Release 2022_013 (2022-05-09)

Impact

• [NixOS 21.11] Most services will be restarted because of a core dependency change. Machines will schedule a reboot to activate the changed kernel.

• [NixOS 21.05] Networking services will be restarted and connectivity may be down for a short period of time.

NixOS 21.11 platform

• fc-agent: restructured fc-manage and fc-maintenance commands, along with improvements to command output and logging: fc-manage has new sub commands update-enc and switch. They cover the same functionality as the old (-b -c -e) commands which are still present. Service users now may sudo run fc-maintenance list/show/delete to look at and delete maintenance requests (#PL-130441).
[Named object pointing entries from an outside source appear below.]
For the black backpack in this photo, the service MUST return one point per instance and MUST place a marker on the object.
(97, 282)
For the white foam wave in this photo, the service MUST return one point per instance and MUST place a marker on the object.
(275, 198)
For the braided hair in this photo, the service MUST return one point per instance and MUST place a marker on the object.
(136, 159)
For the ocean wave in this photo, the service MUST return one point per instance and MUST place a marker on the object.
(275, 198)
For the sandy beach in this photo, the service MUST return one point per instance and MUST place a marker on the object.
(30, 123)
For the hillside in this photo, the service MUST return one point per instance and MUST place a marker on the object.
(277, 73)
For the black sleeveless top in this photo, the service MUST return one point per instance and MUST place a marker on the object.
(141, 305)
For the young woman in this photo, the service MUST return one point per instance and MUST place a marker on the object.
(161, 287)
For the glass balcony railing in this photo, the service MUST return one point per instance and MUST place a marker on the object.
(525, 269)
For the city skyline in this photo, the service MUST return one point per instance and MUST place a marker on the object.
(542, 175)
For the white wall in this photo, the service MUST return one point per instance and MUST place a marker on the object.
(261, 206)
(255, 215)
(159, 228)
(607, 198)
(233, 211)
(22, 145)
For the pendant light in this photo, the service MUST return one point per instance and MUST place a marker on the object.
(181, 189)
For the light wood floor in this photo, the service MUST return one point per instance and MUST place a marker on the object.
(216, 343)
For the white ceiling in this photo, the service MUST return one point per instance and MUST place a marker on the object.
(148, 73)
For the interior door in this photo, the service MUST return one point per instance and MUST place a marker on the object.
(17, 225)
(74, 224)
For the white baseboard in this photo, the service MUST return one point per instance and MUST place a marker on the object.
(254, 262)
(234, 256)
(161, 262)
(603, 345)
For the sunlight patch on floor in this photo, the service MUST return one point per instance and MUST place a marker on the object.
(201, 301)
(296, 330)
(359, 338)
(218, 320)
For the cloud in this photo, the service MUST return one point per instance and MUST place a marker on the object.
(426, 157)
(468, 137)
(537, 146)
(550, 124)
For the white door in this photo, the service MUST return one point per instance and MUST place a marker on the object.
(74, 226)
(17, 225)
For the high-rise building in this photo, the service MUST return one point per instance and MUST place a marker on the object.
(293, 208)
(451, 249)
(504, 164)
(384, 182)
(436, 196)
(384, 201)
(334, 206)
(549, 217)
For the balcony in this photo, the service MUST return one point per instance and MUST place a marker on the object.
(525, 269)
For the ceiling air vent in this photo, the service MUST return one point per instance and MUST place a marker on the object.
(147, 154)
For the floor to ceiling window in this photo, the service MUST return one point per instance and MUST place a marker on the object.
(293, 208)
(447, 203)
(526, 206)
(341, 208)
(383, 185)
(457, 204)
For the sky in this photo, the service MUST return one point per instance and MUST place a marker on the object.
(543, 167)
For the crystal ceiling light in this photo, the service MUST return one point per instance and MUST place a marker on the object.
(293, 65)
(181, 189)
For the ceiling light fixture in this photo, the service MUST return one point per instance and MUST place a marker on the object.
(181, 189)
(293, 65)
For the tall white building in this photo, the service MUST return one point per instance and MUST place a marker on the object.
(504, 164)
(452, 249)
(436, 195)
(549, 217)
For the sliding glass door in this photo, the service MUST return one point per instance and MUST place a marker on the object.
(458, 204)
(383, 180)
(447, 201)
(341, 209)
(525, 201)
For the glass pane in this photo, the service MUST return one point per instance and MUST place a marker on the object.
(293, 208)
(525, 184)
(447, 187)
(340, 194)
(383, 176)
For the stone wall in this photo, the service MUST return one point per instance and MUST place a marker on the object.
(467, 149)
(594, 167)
• Fix an Apache FPM configuration issue: FPM pools would get confused and keepalive connections could block workers indefinitely. Disable FPM proxy connection reuse (#PL-130609).

• Gitlab: don’t overwrite existing certificates for the container registry anymore.

• Jitsi: update all packages to latest stable versions (jitsi-meet-2.0.7210, 2022-04-18) (#PL-130591).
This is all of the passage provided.